Andrea Paoli, Leiter der Abteilung Energie, wertet das Programm als ganzes für die Bereiche Minergie, Solarthermik, Gebäudehüllensanierung und so weiter deshalb als grossen Erfolg: „Wir haben mit diesem Förderprogramm den Nerv der Bauherrschaften getroffen und freuen uns, dass es so gut ankommt.“
Allerdings hat er auch einen Wermutstropfen zu vermerken. Infolge einer Unsicherheit und einer Verzögerung bei der Vergabe von Fördermitteln für Photovoltaikanlagen beim Bund sah sich die Abteilung Energie richtiggehend überschwemmt von solchen Gesuchen. Das hat zur Folge, dass das Förderprogramm im Bereich Photovoltaik ab März sistiert werden muss, da bereits Gesuche für den für das ganze Jahr 2008 budgetierten Betrag eingegangen sind.

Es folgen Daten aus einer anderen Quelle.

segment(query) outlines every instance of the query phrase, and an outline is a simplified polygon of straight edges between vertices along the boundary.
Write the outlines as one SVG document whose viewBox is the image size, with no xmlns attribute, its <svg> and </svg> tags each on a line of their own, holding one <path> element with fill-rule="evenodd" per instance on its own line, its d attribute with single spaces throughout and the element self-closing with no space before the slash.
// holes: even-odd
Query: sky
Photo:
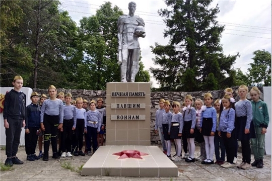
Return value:
<svg viewBox="0 0 272 181">
<path fill-rule="evenodd" d="M 67 11 L 72 19 L 79 25 L 79 20 L 83 17 L 95 15 L 96 10 L 106 1 L 62 0 L 61 8 Z M 122 9 L 124 14 L 128 14 L 128 5 L 131 0 L 108 1 Z M 137 5 L 135 15 L 143 18 L 146 23 L 147 36 L 145 38 L 140 38 L 139 40 L 145 69 L 149 70 L 151 67 L 160 67 L 154 64 L 152 58 L 155 55 L 150 47 L 156 42 L 161 45 L 168 43 L 169 39 L 163 36 L 166 26 L 163 18 L 157 13 L 158 10 L 167 7 L 162 0 L 133 1 Z M 239 52 L 240 57 L 236 59 L 234 68 L 240 68 L 244 73 L 246 72 L 250 67 L 248 64 L 253 62 L 251 58 L 253 57 L 253 51 L 264 49 L 271 52 L 271 2 L 217 0 L 214 1 L 211 7 L 216 7 L 217 4 L 220 10 L 217 20 L 225 25 L 221 40 L 224 53 L 226 55 L 236 55 Z M 151 76 L 153 86 L 159 87 L 158 82 Z"/>
</svg>

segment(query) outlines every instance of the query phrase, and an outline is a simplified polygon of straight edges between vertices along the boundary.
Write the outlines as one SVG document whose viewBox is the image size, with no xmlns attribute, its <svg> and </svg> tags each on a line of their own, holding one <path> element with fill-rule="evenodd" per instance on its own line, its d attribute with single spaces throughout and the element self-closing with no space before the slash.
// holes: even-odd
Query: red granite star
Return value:
<svg viewBox="0 0 272 181">
<path fill-rule="evenodd" d="M 148 155 L 148 154 L 147 153 L 134 150 L 123 150 L 121 152 L 113 153 L 112 154 L 120 156 L 118 159 L 134 158 L 143 159 L 141 156 Z"/>
</svg>

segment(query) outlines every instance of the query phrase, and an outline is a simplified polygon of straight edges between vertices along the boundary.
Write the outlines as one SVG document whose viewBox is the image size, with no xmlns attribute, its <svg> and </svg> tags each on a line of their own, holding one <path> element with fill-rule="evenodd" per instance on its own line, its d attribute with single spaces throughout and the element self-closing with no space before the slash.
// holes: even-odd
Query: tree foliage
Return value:
<svg viewBox="0 0 272 181">
<path fill-rule="evenodd" d="M 232 65 L 239 53 L 226 56 L 220 43 L 224 27 L 216 20 L 219 9 L 212 1 L 165 1 L 167 9 L 159 11 L 167 29 L 167 45 L 151 46 L 154 63 L 151 68 L 162 90 L 214 90 L 232 85 Z"/>
</svg>

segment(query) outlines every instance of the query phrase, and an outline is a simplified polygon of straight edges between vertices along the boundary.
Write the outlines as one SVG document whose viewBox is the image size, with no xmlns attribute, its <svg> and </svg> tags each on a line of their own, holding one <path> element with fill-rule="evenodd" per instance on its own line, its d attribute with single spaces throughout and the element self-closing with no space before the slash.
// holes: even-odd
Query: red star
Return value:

Mit einer so hohen Anzahl Gesuche konnte nicht gerechnet werden, insbesondere deshalb nicht, da der Bund für Photovoltaikanlagen im Gegensatz zum kantonalen Förderprogramm eine kostendeckende Einspeisevergütung zusichert, die als ganzes rund doppelt so hoch wie der kantonale Förderbeitrag und ausserdem nach oben unbegrenzt ist.
Da sich die Vergabe von Beiträgen beim Bund aber verzögert, sind deutlich mehr Gesuche beim Kanton eingetroffen als erwartet. Die Gesuchsteller, die ihr Gesuch bis Ende Februar eingereicht haben, kann Andrea Paoli aber beruhigen: „Wir verschicken in diesen Tagen an diese Gesuchsteller einen Brief mit der Zusicherung des Förderbeitrags.“
Neu eintreffende Gesuche können hingegen zurzeit nicht berücksichtigt werden, bis die Anmeldung beim Bundesprogramm der kostendeckenden Einspeisevergütung möglich ist und die Entwicklung am Markt besser abgeschätzt werden kann.